I’ve yet to hear a pedestrian Mountain Goats LP, but Transcendental Youth shines even by Darnielle’s lofty standards. A shaggy, 12-song concept album that follows a ragtag collection of characters living hardscrabble lives in Washington state, Transcendental Youth succeeds on the same strength that makes all of Darnielle’s albums special; namely his ability to channel the voices and tell the stories of people who appear hell-bent on self-destruction. Just check out the death-defying but ultimately life-affirming “Amy Spent Gladiator 1,” which opens with the lines “Do every stupid thing that makes you feel alive/Do every stupid thing to try to drive the dark away/Let people call you crazy for the choices that you make/Climb limits past the limits/Jump in front of trains all day.”
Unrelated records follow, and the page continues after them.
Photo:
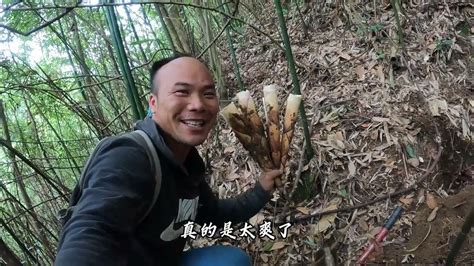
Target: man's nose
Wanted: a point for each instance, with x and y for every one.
(196, 103)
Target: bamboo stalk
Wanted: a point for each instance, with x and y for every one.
(296, 84)
(291, 116)
(272, 111)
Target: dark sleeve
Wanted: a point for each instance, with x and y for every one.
(117, 190)
(235, 210)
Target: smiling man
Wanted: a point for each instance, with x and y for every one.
(117, 221)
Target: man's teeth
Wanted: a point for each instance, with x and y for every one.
(194, 123)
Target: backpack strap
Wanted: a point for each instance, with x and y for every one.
(144, 140)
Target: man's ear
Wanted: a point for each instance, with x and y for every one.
(152, 102)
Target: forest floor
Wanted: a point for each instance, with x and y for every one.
(385, 120)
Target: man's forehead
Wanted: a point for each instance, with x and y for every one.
(185, 69)
(183, 64)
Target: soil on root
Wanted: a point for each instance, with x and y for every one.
(439, 233)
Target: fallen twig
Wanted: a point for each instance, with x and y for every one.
(422, 241)
(391, 195)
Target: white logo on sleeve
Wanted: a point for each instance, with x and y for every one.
(187, 210)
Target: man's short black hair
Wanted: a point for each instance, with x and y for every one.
(160, 63)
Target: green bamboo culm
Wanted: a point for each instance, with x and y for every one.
(165, 28)
(396, 10)
(232, 51)
(296, 84)
(466, 228)
(131, 89)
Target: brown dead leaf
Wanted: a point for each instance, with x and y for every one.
(363, 224)
(327, 220)
(360, 71)
(352, 168)
(278, 245)
(414, 162)
(303, 210)
(406, 201)
(344, 55)
(232, 177)
(431, 201)
(256, 219)
(230, 149)
(380, 74)
(437, 105)
(432, 215)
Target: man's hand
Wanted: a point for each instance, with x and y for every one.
(267, 179)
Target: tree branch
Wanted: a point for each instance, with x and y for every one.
(14, 151)
(220, 32)
(46, 24)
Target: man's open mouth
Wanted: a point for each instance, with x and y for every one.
(195, 123)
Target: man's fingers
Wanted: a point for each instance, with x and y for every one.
(274, 173)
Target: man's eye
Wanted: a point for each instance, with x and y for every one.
(181, 92)
(210, 94)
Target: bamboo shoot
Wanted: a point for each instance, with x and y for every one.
(270, 100)
(291, 116)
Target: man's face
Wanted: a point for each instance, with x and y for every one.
(186, 104)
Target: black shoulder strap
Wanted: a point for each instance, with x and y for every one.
(144, 140)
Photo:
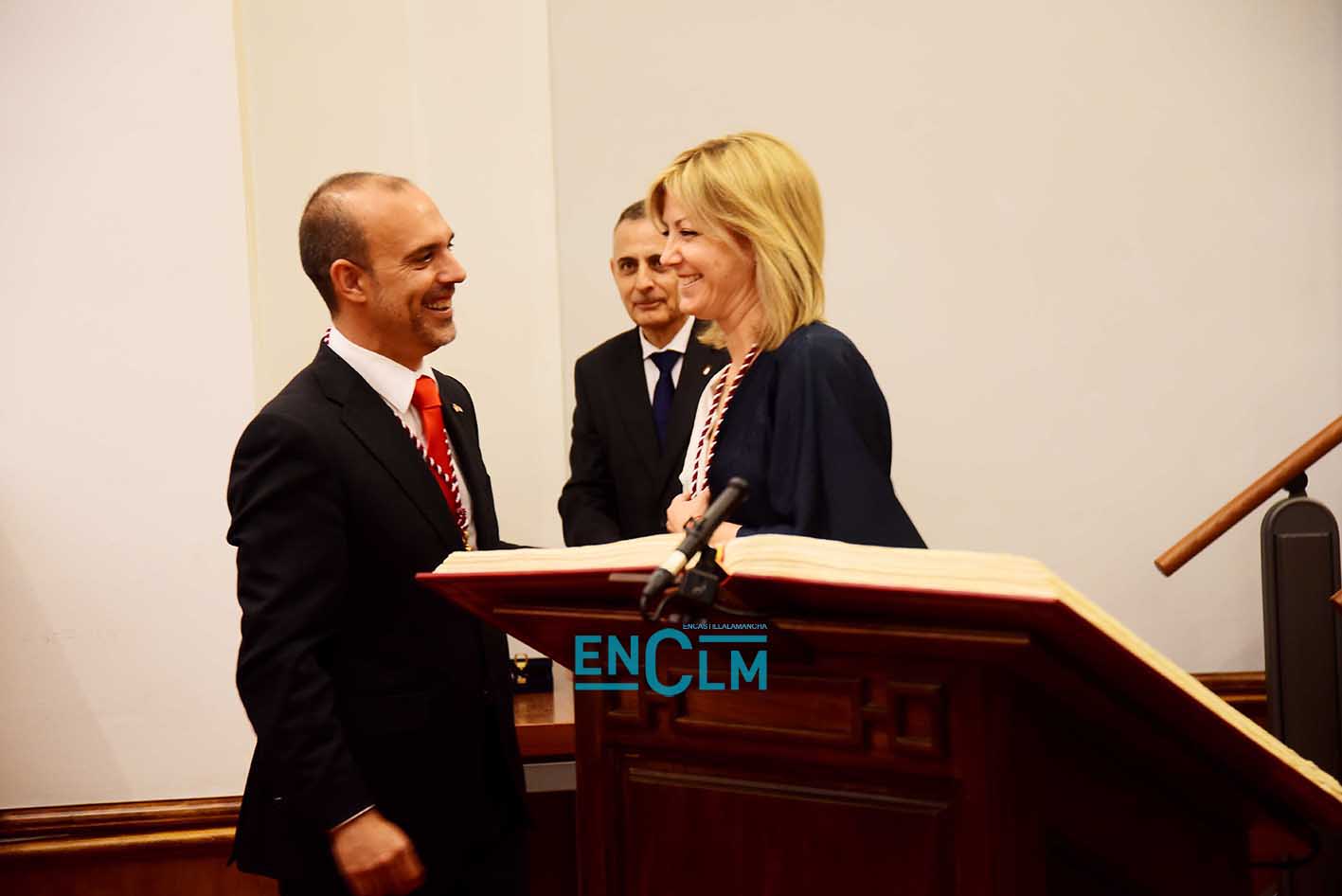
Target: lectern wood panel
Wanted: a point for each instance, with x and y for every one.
(933, 724)
(792, 832)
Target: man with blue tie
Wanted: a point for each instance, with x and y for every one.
(636, 395)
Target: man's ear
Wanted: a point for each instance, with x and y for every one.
(348, 280)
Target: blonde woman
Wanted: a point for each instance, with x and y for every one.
(797, 411)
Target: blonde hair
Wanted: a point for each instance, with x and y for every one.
(757, 189)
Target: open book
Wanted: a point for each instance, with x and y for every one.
(785, 557)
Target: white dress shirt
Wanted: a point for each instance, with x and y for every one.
(396, 385)
(679, 342)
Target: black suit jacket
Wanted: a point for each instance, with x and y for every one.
(620, 482)
(363, 687)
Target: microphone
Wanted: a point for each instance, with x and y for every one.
(695, 537)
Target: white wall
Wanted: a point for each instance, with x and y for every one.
(126, 379)
(1091, 251)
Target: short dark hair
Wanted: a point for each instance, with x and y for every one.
(634, 212)
(329, 232)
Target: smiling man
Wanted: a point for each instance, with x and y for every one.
(636, 395)
(385, 751)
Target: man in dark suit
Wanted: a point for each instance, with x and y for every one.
(385, 753)
(636, 396)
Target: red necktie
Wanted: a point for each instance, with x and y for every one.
(427, 402)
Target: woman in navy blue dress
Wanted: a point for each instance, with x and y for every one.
(797, 412)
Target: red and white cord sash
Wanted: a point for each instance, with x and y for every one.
(707, 447)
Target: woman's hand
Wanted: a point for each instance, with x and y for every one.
(683, 509)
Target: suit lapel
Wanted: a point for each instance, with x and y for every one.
(630, 385)
(698, 358)
(383, 435)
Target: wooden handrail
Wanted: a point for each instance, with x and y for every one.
(1247, 500)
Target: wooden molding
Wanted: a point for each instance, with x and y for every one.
(1245, 691)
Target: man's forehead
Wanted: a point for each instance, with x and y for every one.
(389, 213)
(636, 239)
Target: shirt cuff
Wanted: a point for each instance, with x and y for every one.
(366, 809)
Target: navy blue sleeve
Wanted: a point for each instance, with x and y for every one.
(830, 448)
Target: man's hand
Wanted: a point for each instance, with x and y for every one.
(683, 509)
(376, 857)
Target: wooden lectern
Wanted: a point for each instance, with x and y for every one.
(910, 742)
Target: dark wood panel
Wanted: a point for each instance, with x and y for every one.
(855, 840)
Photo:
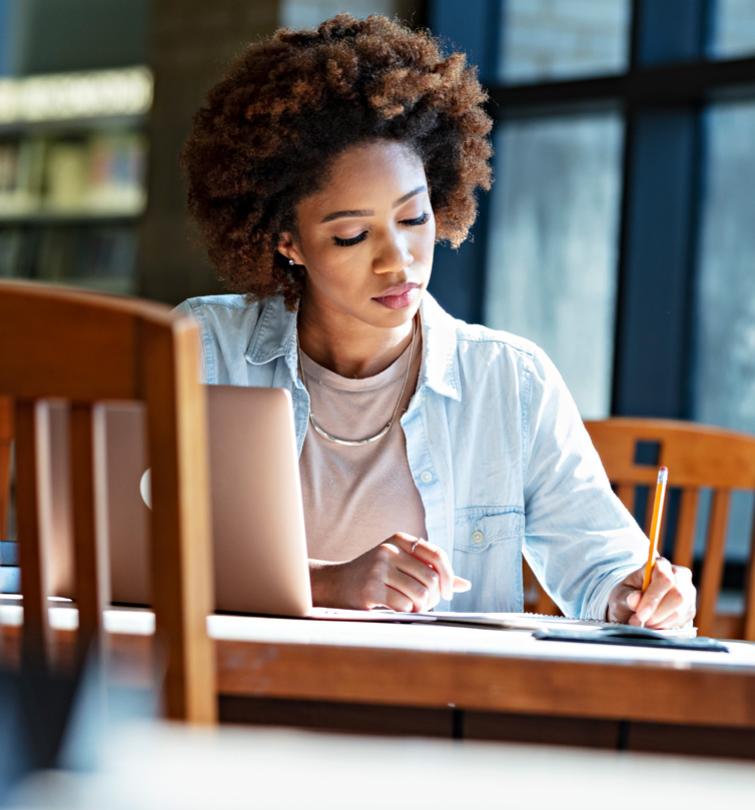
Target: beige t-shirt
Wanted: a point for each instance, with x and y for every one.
(357, 497)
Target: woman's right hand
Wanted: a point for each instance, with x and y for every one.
(403, 573)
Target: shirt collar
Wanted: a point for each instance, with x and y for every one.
(274, 335)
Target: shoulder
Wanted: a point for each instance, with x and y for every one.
(227, 324)
(484, 345)
(217, 311)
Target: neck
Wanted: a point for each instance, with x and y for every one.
(349, 347)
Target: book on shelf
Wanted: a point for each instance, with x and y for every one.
(100, 258)
(102, 174)
(22, 165)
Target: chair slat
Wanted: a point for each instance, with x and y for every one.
(179, 460)
(710, 581)
(626, 495)
(749, 622)
(31, 461)
(6, 438)
(90, 545)
(684, 542)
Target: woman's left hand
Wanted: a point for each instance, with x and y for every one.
(669, 600)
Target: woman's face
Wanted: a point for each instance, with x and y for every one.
(367, 238)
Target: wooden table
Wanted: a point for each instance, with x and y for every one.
(457, 681)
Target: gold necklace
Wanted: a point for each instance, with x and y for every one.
(386, 427)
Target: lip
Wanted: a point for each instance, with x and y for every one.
(397, 291)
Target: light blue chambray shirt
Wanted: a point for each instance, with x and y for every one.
(496, 448)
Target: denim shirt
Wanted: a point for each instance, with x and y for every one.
(495, 444)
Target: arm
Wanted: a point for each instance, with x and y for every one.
(580, 540)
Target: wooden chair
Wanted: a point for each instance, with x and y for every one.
(86, 348)
(6, 440)
(698, 457)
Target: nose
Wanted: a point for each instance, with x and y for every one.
(394, 255)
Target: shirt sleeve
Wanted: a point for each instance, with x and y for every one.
(580, 540)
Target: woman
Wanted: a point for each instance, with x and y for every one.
(322, 170)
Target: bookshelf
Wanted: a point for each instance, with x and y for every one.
(73, 155)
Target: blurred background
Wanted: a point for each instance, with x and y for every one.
(619, 234)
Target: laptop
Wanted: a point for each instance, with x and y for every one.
(259, 539)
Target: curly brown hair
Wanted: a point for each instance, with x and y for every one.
(289, 105)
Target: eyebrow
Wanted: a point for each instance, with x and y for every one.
(368, 212)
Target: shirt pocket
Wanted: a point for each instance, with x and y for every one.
(488, 551)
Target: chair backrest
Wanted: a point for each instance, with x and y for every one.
(698, 458)
(85, 348)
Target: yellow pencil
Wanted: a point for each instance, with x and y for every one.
(655, 524)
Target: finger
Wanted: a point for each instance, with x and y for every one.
(662, 580)
(395, 600)
(426, 576)
(668, 606)
(429, 554)
(622, 604)
(408, 586)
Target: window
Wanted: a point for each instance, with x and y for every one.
(553, 238)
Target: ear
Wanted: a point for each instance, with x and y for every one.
(288, 247)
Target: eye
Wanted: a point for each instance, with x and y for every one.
(352, 241)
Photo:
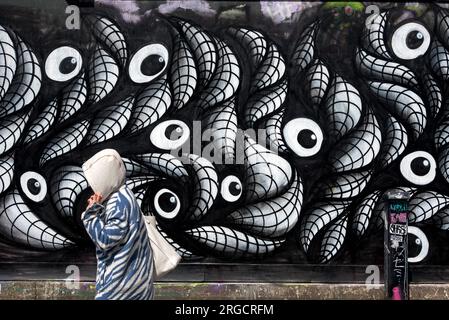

Or the character in the slow march that is “Until I Am Whole” who sings, “Hold my hopes under water/Stand there and watch them drown” but who grimly intends to hold on: “I think I’ll stay here until I feel whole again/I don’t know when.” Or the most likely paranoid guy in “Counterfeit Florida Plates” who spends his days license-plate watching and sings, “Calculate magnetic north/And turn the other way/Wait for the coming disaster/I could do this all day.” And talk about your divided souls; on the title track the imagery cuts both ways, with the seemingly mystical lines “And take to the skies/Sour ever upward” being followed by the very dark “On air gone black with flies.” And when it comes to holding fast to that which is killing you it’s hard to beat the lines “Learn some secrets/Never tell/Stay sick/Don’t get well.”

“Lakeside View Apartments Suite” constitutes the will and testament of an angel-dust loving loser and his crew, who are holed up in a cheap apartment house and waiting for that “crystal clear connection.” “You can’t judge,” he sings, “you’re not the judge,” but his verdict on himself is damning enough–his is, he sings, “One whole life recorded in disappearing ink.” On the horn-driven “Cry for Judas”–the snazzy horn arrangements and lots of great drumming by Jon Wurster distinguish Transcendental Youth from most of the Mountain Goats’ earlier LPs–Darnielle outdoes himself; this is his ultimate paean to those people who “Speed up to the precipice” then “don’t slow down at all.” “Some things you do just to see/How bad they’ll make you feel,” he sings, adding, “I am just a broken machine/And do things that I don’t really mean.” He hallucinates “a shady grove where Judas went to die” but unlike Judas he survives “the long black night.” But to what end? ”I’m still here,” he sings, “but all is lost.”

The sprightly “Harlem Roulette” evokes a Frankie Lymon who is busy tracking “Sea Breeze” in a studio in Harlem in 1968 only to announce, “The loneliest people in the whole wide world/Are the ones you’re never going to see again.” “Leave a little mark on something, maybe” is as hopeful as Darnielle gets, but this hope is offset by the stark lines, “Nothing in the shadows but the shadow hands/Reaching out to sad, young, frightened men.” And while he pleads for mercy on “The Diaz Brothers,” the reality he envisions is much darker: “Keep one step ahead of enemies/Foretell worse things than such frightful nights as these/Lead us to the beach by our hands/And bury us there in the sand.”

At the risk of sounding glib, Darnielle doesn’t write lyrics, he writes literature; he puts just as much care into his little tales as Flannery O’Connor put into her Southern grotesqueries. This may be self-evident to anybody who has ever listened to one of his albums, but I’ve heard no else say it and it deserves to be said.

John Darnielle dwells in the shadowlands between body and spirit; his characters may burn their sad lives down but in moments profound dream of being made new creatures, having divested their mortal shells at last. Allen Ginsberg wrote, “It’s hard to eat shit, without having visions,” and just like Ginsberg, Darnielle’s fictional creations do more than just eat shit and stay alive–they see portents of salvation in the grey skies above Washington state.